PowerShell for Hackers: Finding Modules and Using dsquery for AD Recon
PowerShell is a useful tool for recon. It’s built into Windows. That makes it handy during engagements. In this post I show simple ways to find PowerShell modules, use dsquery, and run targeted AD queries. The focus is stealth and usefulness. Use these techniques responsibly.
Why this matters
Built-in tools blend in.
Importing a trusted module looks normal.dsquery is common on admin systems.
Small, focused queries are less noisy than wide sweeps.
If you run loud scans you’ll get noticed. Keep queries tight and purposeful.
Quick dsquery cheatsheet
dsquery talks LDAP. It works on many domain controllers and admin machines.
Basic commands:
List users
dsquery user
List computers
dsquery computer
List groups under the Users container
dsquery * "CN=Users,DC=DOMAIN,DC=LOCAL"
Find accounts with “password not required” (dangerous accounts)
dsquery * -filter "(&(objectCategory=person)(objectClass=user)(userAccountControl:1.2.840.113556.1.4.803:=32))" -attr distinguishedName userAccountControl
Find domain controllers
dsquery * -filter "(userAccountControl:1.2.840.113556.1.4.804:=8192)" -limit 5 -attr sAMAccountName
Tip: Target OUs or specific filters. Avoid -limit 0 or domain-wide exports unless you need them.
Finding and using PowerShell modules
PowerShell modules give you trusted commands.
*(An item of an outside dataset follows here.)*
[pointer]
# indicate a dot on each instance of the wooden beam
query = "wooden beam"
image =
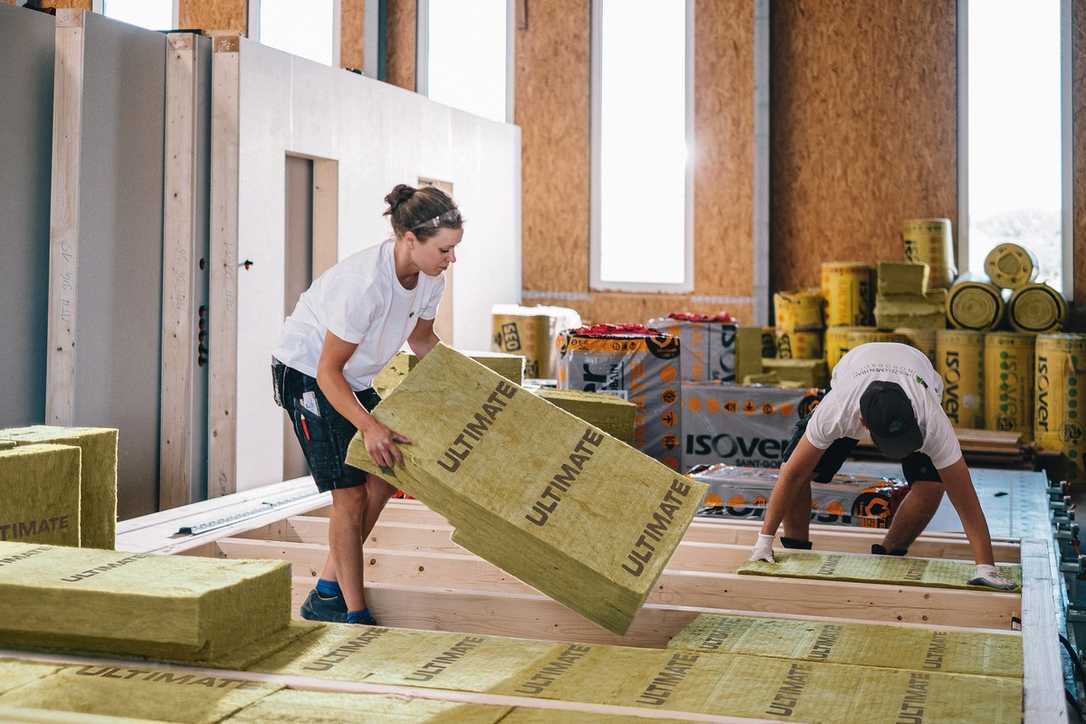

The ActiveDirectory module is the most useful for AD recon.
Check available modules
Get-Module -ListAvailable
See if ActiveDirectory is loaded
Get-Module ActiveDirectory
Import it if present
Import-Module ActiveDirectory
List commands in a module
Get-Command -Module ActiveDirectory
Show examples / help for a command
Get-Help Get-ADUser -Examples
Get-Help Get-ADUser -Full
Update local help files (if you are online)
Update-Help
Run commands remotely without files
PowerShell remoting lets you run commands on other hosts without dropping tools.
Run a simple remote command
Invoke-Command -ComputerName dc01 -ScriptBlock { hostname }
Import AD module on remote host and list users
Invoke-Command -ComputerName dc01 -ScriptBlock {
Import-Module ActiveDirectory
Get-ADUser -Filter * -Properties mail,whenCreated | Select Name,SamAccountName,mail,whenCreated
}
This keeps activity on the remote host and can reduce local artifacts.
How to stay quiet
Use these rules to reduce detection risk:
- Scope queries narrowly. Target specific OUs or attributes.
- Avoid domain-wide dumps. They are loud.
- Run during normal admin hours when possible.
- Use legitimate accounts. Don’t spike failed authentications.
- Prefer remote execution on admin hosts or DCs. It looks normal.
- Randomize timing if you must run repeated queries.
What defenders look for
Defenders will watch for:
- Large, repeated LDAP queries.
- Module imports on non-admin machines.
- Remote commands from odd hosts.
- Unusual service account activity.
If you understand logging, you can shape queries to be less obviously malicious. But no method is guaranteed stealthy.
Summary
dsqueryis a simple, trusted LDAP tool. Use it for fast recon.- PowerShell modules like ActiveDirectory are powerful and common. Use them when available.
- Use
Invoke-Commandto run queries remotely and avoid local traces. - Keep queries small and targeted. Avoid domain-wide sweeps.
- Always act within legal and ethical bounds.